Los Gobiernos los protegen y el aparato judicial no los persigue. Si tuviéramos nociones claras de qué es un crimen económico y existieran mecanismos para investigarlos y perseguirlos se hubieran podido evitar muchos de los actuales problemas. No es una utopía. Islandia ofrece un ejemplo muy interesante. En vez de rescatar a los banqueros que arruinaron al país en 2008, la fiscalía abrió una investigación penal contra los responsables. En 2009 el Gobierno entero tuvo que dimitir y el pago de la deuda de la banca quedó bloqueado. Islandia no ha socializado las pérdidas como están haciendo muchos países, incluida España, sino que ha aceptado que los responsables castigados y que sus bancos se hundieran.

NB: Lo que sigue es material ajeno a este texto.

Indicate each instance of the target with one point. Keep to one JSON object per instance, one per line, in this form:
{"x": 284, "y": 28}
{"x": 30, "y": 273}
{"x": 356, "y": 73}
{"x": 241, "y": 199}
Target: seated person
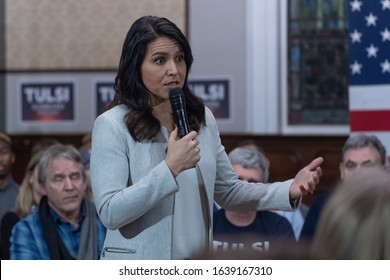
{"x": 359, "y": 152}
{"x": 65, "y": 225}
{"x": 354, "y": 224}
{"x": 250, "y": 230}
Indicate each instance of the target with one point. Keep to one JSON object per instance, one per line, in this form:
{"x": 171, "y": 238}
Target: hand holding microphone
{"x": 178, "y": 104}
{"x": 182, "y": 153}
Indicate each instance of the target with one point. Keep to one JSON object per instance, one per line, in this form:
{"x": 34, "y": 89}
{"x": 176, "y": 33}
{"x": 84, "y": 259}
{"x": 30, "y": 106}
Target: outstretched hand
{"x": 306, "y": 179}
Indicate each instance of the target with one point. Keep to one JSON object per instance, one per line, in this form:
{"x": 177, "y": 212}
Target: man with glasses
{"x": 360, "y": 151}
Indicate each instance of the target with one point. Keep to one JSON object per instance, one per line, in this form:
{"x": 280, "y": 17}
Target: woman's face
{"x": 163, "y": 68}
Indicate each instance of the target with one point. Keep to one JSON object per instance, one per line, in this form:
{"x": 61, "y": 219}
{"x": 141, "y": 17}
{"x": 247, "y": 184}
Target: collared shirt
{"x": 28, "y": 243}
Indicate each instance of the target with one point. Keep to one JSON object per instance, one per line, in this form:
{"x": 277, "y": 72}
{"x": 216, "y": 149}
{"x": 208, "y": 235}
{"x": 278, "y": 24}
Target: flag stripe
{"x": 368, "y": 98}
{"x": 370, "y": 120}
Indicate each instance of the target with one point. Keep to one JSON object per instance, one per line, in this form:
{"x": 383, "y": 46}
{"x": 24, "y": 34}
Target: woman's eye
{"x": 159, "y": 60}
{"x": 180, "y": 58}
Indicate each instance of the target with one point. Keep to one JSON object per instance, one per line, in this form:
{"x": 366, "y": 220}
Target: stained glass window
{"x": 318, "y": 62}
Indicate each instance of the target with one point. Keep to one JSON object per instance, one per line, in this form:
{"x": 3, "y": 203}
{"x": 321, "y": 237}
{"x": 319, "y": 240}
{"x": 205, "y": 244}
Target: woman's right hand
{"x": 183, "y": 153}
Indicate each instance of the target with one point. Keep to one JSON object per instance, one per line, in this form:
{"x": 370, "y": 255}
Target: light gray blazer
{"x": 134, "y": 189}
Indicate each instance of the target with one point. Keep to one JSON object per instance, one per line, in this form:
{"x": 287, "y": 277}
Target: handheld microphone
{"x": 178, "y": 103}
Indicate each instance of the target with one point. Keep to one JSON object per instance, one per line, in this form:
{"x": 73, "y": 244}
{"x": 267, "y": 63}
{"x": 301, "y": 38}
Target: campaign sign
{"x": 43, "y": 102}
{"x": 215, "y": 94}
{"x": 104, "y": 95}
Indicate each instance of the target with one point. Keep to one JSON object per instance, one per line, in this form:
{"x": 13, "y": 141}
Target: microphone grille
{"x": 174, "y": 92}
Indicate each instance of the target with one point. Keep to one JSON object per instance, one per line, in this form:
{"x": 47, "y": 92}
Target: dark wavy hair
{"x": 129, "y": 87}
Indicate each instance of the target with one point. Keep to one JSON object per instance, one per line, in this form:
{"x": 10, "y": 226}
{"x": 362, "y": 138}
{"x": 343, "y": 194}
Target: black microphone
{"x": 178, "y": 103}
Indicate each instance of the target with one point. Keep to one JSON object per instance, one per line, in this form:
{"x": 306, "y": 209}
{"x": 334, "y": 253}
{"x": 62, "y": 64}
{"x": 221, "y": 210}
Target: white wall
{"x": 240, "y": 38}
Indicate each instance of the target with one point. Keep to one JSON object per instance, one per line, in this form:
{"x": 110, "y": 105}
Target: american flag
{"x": 369, "y": 67}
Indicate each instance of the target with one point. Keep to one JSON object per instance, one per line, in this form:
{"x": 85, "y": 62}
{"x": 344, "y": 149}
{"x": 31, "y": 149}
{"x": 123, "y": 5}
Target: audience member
{"x": 26, "y": 201}
{"x": 359, "y": 152}
{"x": 153, "y": 190}
{"x": 256, "y": 230}
{"x": 9, "y": 189}
{"x": 296, "y": 218}
{"x": 65, "y": 225}
{"x": 355, "y": 222}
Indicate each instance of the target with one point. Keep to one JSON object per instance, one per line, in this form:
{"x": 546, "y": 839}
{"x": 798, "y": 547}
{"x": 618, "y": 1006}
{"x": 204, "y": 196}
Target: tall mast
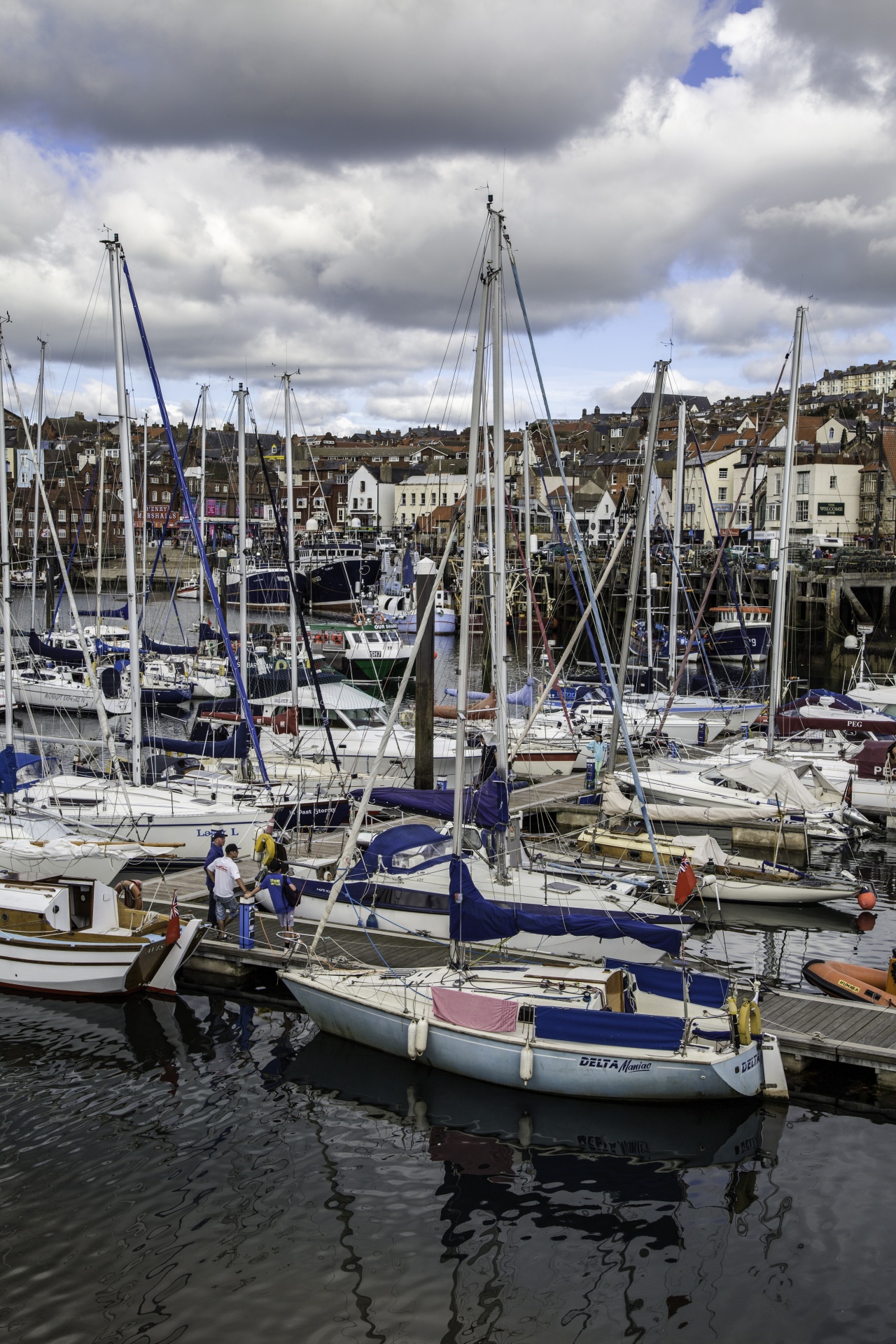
{"x": 36, "y": 489}
{"x": 783, "y": 536}
{"x": 527, "y": 527}
{"x": 290, "y": 543}
{"x": 498, "y": 635}
{"x": 128, "y": 500}
{"x": 634, "y": 573}
{"x": 202, "y": 508}
{"x": 4, "y": 562}
{"x": 676, "y": 540}
{"x": 101, "y": 521}
{"x": 144, "y": 503}
{"x": 241, "y": 531}
{"x": 466, "y": 574}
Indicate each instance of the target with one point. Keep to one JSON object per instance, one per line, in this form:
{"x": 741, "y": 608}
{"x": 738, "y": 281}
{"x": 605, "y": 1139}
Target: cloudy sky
{"x": 302, "y": 185}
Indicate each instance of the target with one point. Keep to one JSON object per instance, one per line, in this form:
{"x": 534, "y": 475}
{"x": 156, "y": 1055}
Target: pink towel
{"x": 477, "y": 1011}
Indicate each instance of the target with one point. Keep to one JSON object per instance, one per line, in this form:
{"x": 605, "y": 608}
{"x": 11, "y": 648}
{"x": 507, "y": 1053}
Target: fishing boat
{"x": 741, "y": 632}
{"x": 70, "y": 937}
{"x": 846, "y": 980}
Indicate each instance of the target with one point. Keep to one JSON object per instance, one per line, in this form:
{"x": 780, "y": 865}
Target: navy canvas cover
{"x": 707, "y": 991}
{"x": 66, "y": 657}
{"x": 598, "y": 1027}
{"x": 10, "y": 762}
{"x": 232, "y": 749}
{"x": 484, "y": 806}
{"x": 472, "y": 918}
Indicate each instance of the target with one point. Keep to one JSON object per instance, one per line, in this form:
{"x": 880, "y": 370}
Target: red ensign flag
{"x": 685, "y": 882}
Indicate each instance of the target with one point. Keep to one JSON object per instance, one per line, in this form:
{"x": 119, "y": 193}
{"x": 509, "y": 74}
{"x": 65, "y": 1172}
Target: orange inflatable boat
{"x": 862, "y": 984}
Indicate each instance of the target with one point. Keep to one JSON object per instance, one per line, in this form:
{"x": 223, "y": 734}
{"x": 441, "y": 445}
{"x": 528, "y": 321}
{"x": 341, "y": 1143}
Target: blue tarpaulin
{"x": 232, "y": 749}
{"x": 484, "y": 806}
{"x": 10, "y": 762}
{"x": 472, "y": 918}
{"x": 707, "y": 991}
{"x": 67, "y": 657}
{"x": 597, "y": 1027}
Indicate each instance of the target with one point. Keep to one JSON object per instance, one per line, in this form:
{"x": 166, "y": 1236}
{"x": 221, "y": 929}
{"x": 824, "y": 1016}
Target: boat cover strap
{"x": 599, "y": 1027}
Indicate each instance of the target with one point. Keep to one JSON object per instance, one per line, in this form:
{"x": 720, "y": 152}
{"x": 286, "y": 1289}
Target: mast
{"x": 202, "y": 508}
{"x": 4, "y": 561}
{"x": 466, "y": 574}
{"x": 241, "y": 530}
{"x": 290, "y": 543}
{"x": 634, "y": 573}
{"x": 498, "y": 634}
{"x": 527, "y": 527}
{"x": 36, "y": 489}
{"x": 676, "y": 540}
{"x": 144, "y": 503}
{"x": 128, "y": 500}
{"x": 783, "y": 537}
{"x": 101, "y": 451}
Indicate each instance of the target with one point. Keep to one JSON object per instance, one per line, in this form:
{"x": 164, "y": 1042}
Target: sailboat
{"x": 615, "y": 1030}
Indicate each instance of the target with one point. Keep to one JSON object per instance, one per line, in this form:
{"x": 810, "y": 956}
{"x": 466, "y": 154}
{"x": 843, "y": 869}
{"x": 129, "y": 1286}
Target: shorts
{"x": 226, "y": 907}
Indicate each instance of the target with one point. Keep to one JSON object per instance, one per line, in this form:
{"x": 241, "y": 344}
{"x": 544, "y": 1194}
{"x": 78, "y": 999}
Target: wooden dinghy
{"x": 846, "y": 980}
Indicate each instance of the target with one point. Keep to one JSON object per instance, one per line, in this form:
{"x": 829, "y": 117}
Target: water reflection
{"x": 207, "y": 1171}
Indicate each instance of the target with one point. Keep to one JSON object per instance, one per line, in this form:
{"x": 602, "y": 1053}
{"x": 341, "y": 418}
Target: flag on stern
{"x": 685, "y": 882}
{"x": 172, "y": 933}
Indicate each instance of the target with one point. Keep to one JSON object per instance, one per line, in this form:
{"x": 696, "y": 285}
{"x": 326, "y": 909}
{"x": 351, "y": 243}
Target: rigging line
{"x": 295, "y": 589}
{"x": 715, "y": 569}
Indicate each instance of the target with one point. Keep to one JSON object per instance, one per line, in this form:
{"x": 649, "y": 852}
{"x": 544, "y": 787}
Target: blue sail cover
{"x": 485, "y": 806}
{"x": 66, "y": 657}
{"x": 382, "y": 853}
{"x": 707, "y": 991}
{"x": 10, "y": 762}
{"x": 597, "y": 1027}
{"x": 472, "y": 918}
{"x": 232, "y": 749}
{"x": 117, "y": 613}
{"x": 155, "y": 647}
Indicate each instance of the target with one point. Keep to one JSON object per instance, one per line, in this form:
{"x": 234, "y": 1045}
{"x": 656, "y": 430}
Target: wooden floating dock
{"x": 811, "y": 1027}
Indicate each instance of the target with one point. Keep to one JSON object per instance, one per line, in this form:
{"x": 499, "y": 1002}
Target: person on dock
{"x": 227, "y": 878}
{"x": 284, "y": 897}
{"x": 216, "y": 851}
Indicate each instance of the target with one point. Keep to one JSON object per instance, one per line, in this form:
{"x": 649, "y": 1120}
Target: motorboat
{"x": 613, "y": 1031}
{"x": 400, "y": 885}
{"x": 720, "y": 875}
{"x": 66, "y": 937}
{"x": 846, "y": 980}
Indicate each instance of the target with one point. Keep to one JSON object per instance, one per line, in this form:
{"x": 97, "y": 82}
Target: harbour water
{"x": 207, "y": 1171}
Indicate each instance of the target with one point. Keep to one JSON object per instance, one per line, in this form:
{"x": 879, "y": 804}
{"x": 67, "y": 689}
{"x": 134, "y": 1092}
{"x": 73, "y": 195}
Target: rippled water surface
{"x": 210, "y": 1171}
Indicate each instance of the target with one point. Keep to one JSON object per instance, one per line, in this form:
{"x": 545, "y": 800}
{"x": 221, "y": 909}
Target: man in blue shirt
{"x": 216, "y": 851}
{"x": 284, "y": 897}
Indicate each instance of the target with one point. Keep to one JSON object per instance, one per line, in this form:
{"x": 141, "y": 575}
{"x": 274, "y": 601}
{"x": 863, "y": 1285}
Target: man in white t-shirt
{"x": 226, "y": 878}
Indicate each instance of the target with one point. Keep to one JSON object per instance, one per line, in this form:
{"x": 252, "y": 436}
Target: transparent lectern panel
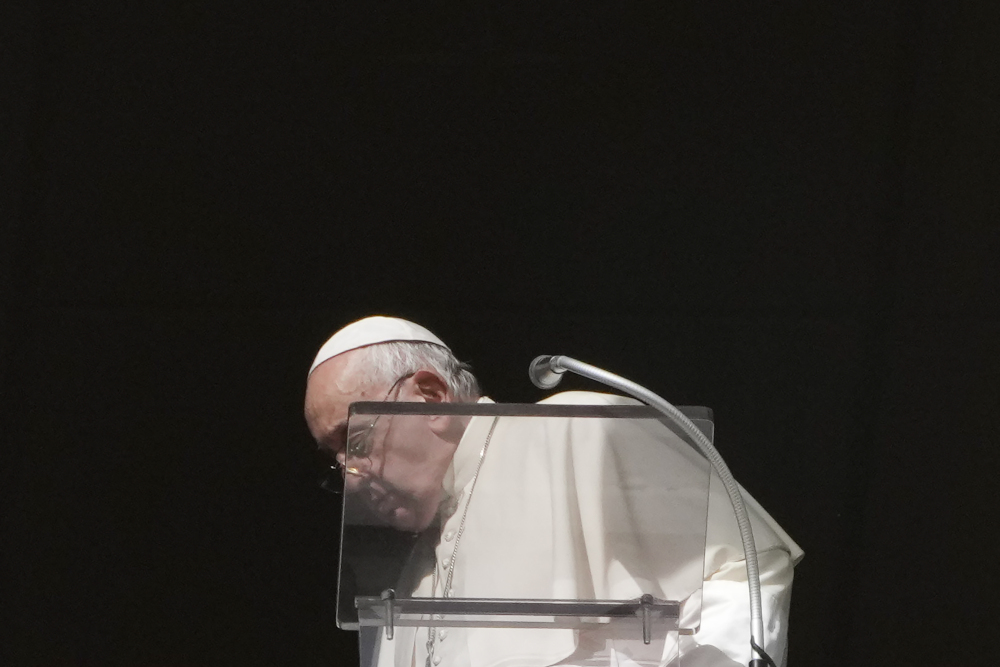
{"x": 507, "y": 518}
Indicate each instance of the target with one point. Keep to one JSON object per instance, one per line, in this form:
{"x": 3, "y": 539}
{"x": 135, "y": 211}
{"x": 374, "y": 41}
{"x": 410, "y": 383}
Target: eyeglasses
{"x": 360, "y": 443}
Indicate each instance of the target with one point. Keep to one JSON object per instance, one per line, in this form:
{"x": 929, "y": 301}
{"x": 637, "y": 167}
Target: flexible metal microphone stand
{"x": 546, "y": 372}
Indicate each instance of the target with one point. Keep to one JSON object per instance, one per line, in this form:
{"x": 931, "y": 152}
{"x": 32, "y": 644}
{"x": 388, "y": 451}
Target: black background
{"x": 785, "y": 211}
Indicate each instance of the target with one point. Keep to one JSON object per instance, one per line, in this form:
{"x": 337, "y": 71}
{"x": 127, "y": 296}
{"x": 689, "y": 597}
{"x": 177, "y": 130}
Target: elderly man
{"x": 429, "y": 476}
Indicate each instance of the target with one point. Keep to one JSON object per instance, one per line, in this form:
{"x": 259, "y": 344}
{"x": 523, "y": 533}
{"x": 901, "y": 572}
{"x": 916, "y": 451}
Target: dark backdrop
{"x": 787, "y": 212}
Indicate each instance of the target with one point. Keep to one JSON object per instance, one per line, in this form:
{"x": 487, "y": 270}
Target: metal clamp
{"x": 646, "y": 609}
{"x": 389, "y": 600}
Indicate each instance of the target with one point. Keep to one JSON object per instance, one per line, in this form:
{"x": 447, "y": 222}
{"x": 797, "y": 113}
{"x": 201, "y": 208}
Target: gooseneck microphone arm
{"x": 546, "y": 372}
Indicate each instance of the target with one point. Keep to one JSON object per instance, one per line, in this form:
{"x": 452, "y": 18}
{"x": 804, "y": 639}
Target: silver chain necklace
{"x": 432, "y": 631}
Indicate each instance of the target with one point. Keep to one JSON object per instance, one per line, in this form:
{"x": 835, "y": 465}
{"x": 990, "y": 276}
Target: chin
{"x": 407, "y": 520}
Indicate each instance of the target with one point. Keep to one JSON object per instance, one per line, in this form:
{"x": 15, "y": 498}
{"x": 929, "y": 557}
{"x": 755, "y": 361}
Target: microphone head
{"x": 542, "y": 374}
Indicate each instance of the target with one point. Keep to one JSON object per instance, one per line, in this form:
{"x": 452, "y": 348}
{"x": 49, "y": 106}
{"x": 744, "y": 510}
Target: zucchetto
{"x": 371, "y": 331}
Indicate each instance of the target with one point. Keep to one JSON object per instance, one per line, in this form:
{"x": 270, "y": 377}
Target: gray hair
{"x": 384, "y": 363}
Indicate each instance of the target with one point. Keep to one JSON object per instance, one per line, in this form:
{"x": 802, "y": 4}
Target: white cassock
{"x": 545, "y": 519}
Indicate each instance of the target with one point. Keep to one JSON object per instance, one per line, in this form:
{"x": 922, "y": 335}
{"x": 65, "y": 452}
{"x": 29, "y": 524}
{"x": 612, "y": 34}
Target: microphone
{"x": 545, "y": 371}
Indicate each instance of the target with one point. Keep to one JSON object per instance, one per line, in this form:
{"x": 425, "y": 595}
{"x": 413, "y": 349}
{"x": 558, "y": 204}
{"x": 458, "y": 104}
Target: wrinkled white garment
{"x": 547, "y": 520}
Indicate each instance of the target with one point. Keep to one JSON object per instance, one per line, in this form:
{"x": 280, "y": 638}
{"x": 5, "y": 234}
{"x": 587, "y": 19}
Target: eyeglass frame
{"x": 332, "y": 477}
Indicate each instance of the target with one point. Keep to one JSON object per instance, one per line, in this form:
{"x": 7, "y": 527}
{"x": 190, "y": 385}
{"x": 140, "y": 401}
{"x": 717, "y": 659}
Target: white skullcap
{"x": 371, "y": 331}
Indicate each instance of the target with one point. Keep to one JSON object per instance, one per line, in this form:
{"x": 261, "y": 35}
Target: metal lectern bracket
{"x": 389, "y": 599}
{"x": 645, "y": 608}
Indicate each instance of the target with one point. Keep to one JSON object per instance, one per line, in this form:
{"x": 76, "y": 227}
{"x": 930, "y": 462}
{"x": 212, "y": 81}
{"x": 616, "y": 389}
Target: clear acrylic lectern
{"x": 521, "y": 534}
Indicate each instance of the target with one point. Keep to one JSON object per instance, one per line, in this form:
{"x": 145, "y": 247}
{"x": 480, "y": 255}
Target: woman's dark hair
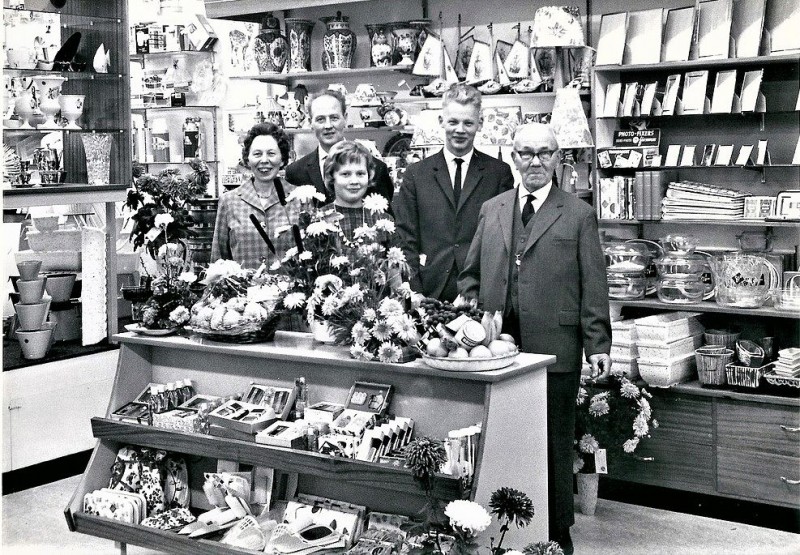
{"x": 347, "y": 152}
{"x": 266, "y": 129}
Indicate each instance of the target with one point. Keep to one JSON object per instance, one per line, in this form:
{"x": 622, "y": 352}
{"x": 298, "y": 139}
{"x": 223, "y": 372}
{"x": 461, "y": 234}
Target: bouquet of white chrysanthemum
{"x": 615, "y": 416}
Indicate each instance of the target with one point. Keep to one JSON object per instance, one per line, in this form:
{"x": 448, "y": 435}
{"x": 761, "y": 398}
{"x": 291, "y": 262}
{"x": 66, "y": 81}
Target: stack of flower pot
{"x": 35, "y": 334}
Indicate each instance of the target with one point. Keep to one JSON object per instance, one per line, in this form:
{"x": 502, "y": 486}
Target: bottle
{"x": 191, "y": 138}
{"x": 300, "y": 400}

De la misma forma que se crearon instituciones y procedimientos para perseguir los crímenes políticos contra la humanidad, con los económicos. Este es un buen momento, dada su existencia difícil de refutar. Es urgente que la noción de «crimen económico» se incorpore al discurso ciudadano y se entienda su importancia para construir la democracia económica y política. Como mínimo nos hará ver la necesidad de regular los mercados para que, como dice Polanyi, estén al servicio de la sociedad, y no viceversa.
Lourdes Benería es profesora de Economía en la Universidad de Cornell.
Carmen Sarasúa es profesora de Hª Económica en la Universidad Autónoma de Barcelona.